9-speed transmission (60K - 100K)
This is the interval most owners skip and later regret. The ZF-based 9-speed is sensitive to fluid condition. A service runs $150 to $300 and heads off the harsh, delayed shifts that generate complaints. If you already feel clunky shifting, read up on transmission slipping symptoms first.
⚠️ Mistakes that cost Compass owners money
- Ignoring severe service. Short trips, towing, dusty roads, or stop-and-go traffic put you on the severe schedule, which roughly halves intervals. That 10K oil change becomes 6K, and the 60K plug job moves up. Most Compass owners actually qualify as severe service.
- Paying dealer prices to protect the warranty. You do not have to. The Magnuson-Moss Warranty Act lets any licensed shop service your Compass. Keep your receipts and the powertrain warranty stays intact.
- Skipping the brake fluid flush. It is a small $80 to $120 job that prevents corroded calipers and a spongy pedal down the road.
- Letting the cabin filter rot. A $20 part left in for 40,000 miles strains the blower motor and breeds the smell people pay shops $200 to chase.
- Overpaying without checking the number. Before you approve any quote, run it through our quote checker to see if the price is fair for your area.
🧮 How to decide what you actually owe
Use this quick framework when a shop hands you a Compass service quote and you want to know if it is honest:
- Match the mileage. Find your odometer reading in the table above. If you are at 47,000 miles, you are due for the 50K items, not the 60K spark plugs. Anything bundled in early is optional padding.
- Confirm your service tier. If you commute under 10 miles, tow, or live somewhere dusty or cold, you are on severe service and the earlier date applies. Otherwise normal intervals hold.
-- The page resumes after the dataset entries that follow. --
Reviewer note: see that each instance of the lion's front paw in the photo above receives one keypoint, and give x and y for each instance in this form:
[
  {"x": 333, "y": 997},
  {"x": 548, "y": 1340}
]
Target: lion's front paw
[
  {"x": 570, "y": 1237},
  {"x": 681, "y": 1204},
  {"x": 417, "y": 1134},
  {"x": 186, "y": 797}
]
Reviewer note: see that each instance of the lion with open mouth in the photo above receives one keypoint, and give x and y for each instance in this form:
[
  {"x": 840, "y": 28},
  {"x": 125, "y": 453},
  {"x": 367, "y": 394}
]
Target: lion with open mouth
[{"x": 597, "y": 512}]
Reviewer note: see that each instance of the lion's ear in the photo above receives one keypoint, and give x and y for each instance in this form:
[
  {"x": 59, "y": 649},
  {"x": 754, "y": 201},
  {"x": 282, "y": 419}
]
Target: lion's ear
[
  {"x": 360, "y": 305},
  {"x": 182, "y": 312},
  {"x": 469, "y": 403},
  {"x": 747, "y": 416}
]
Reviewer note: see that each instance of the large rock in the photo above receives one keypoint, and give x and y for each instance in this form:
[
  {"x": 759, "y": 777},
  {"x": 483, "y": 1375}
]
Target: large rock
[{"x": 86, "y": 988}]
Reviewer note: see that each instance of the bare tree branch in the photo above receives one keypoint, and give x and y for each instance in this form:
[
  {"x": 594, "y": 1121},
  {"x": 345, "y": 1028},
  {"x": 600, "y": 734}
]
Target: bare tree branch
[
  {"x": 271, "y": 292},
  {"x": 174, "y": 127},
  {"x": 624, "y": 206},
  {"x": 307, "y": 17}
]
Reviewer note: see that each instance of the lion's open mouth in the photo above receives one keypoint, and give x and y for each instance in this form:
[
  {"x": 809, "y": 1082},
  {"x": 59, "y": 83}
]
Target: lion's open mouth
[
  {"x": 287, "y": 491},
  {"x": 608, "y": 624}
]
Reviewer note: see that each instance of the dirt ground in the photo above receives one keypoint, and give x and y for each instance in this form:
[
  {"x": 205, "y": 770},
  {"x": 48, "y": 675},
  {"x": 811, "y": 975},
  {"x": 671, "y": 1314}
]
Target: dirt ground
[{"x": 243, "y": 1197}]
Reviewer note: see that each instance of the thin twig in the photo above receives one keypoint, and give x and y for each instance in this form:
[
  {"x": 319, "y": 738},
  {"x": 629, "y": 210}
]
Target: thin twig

- Separate scheduled from wear. Brakes, tires, wiper blades, and battery are wear items, not part of the fixed schedule. They get quoted alongside but should be judged on their own.
- Price-check the labor. Independent labor should land near $110 to $140 an hour. A 60K service quoted above $750 at a non-dealer deserves a second opinion.
- Verify before you sign. Drop the quote into our quote checker or run a free diagnosis to confirm the work fits your symptoms.
❓ Frequently asked questions
⚡ TL;DR
- Oil + filter every 10,000 miles (6,000 on severe service) with 0W-20 full synthetic, about $80 to $120.
- Air filters at 20K to 30K, brake fluid around 50K, spark plugs at 60K.
- The 60,000-mile service is the big one at $400 to $700; the 100K service can hit $1,000.
- The 9-speed transmission needs service between 60K and 100K, $150 to $300, do not skip it.
- You can use any licensed shop and keep your warranty. Independents run 20 to 40 percent cheaper than the dealer.